Por supuesto, tenía que hacer que Yolanda sintiera en carne propia lo que es caer desde lo más alto, esa sensación de fracaso e impotencia.

Y también Mónica.

¿No creía ella que Yolanda era su mayor respaldo?

¡Les gustaba tanto abusar de su poder y oprimir a los demás!

Pues esta vez dejaría que sintieran lo que es no poder levantarse.

Malcolm entendió la intención de Estrella y asintió:

—Entendido.

Malcolm empujó la silla de ruedas de Estrella hacia el estacionamiento subterráneo.

Al entrar al elevador, se encontraron con Mariela, quien llevaba un gran parche en la cara para cubrir una herida.

Al ver a Estrella, Mariela la fulminó con la mirada, como si quisiera matarla ahí mismo.

—Me dejaste así, ¿estás satisfecha? —dijo Mariela apretando los dientes.

—Te equivocas —respondió Estrella con frialdad—. Esa herida en tu cara no te la hice yo.

—¿Qué pasa? Su voracidad es repugnante, ¿y me culpan a mí por no ayudarlas a disimularlo?

Mariela se quedó muda. Ya estaba furiosa, pero el contraataque de Estrella la dejó sin argumentos.

Echó un vistazo al inglés que protegía a Estrella y a los dos guardaespaldas. Había oído que eran gente de Marcelo.

—¡Más te vale alejarte de Marcelo! —espetó Mariela con veneno.

Su madre ya había enviado a Regina a la familia Castañeda para hablar del matrimonio. Si todo salía bien, ella se comprometería con Marcelo muy pronto.

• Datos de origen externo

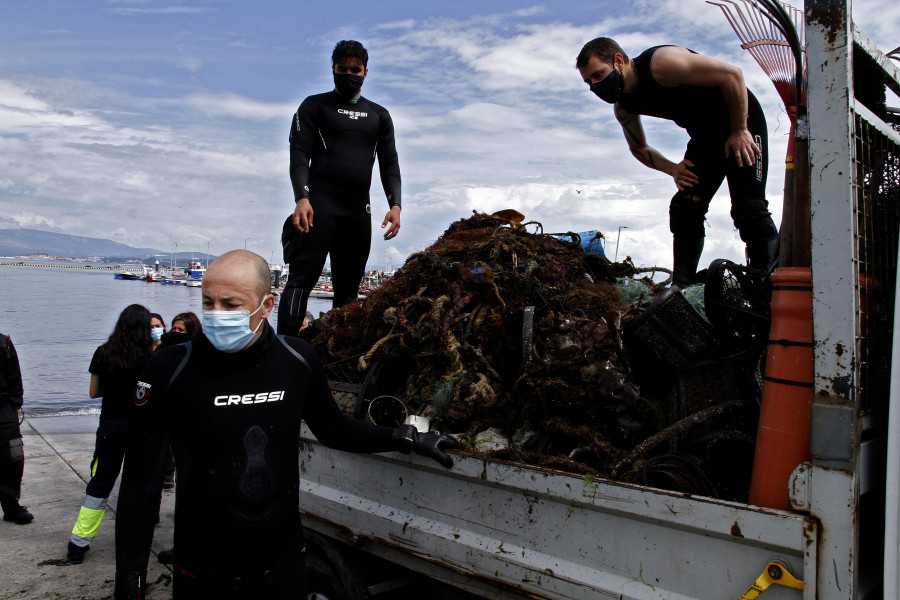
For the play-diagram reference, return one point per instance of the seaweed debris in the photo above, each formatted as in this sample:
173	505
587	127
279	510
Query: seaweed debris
497	329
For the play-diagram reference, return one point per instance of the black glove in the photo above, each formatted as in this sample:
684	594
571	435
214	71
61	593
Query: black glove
430	444
131	585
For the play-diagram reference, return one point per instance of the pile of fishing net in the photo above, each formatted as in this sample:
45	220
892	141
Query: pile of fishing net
516	341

Le lanzó la advertencia porque no quería ver a Estrella enredada con él.

Al notar la amenaza, Estrella sonrió con un aire significativo:

—Con esa actitud, ¿quién te crees que eres para el señor Castañeda?

—Tú…

¡Esa maldita era exasperante!

Estrella conocía perfectamente las intenciones de Mariela. Cuando vivía en la mansión Echeverría, Isidora siempre estaba pendiente de cuándo regresaría Marcelo al país.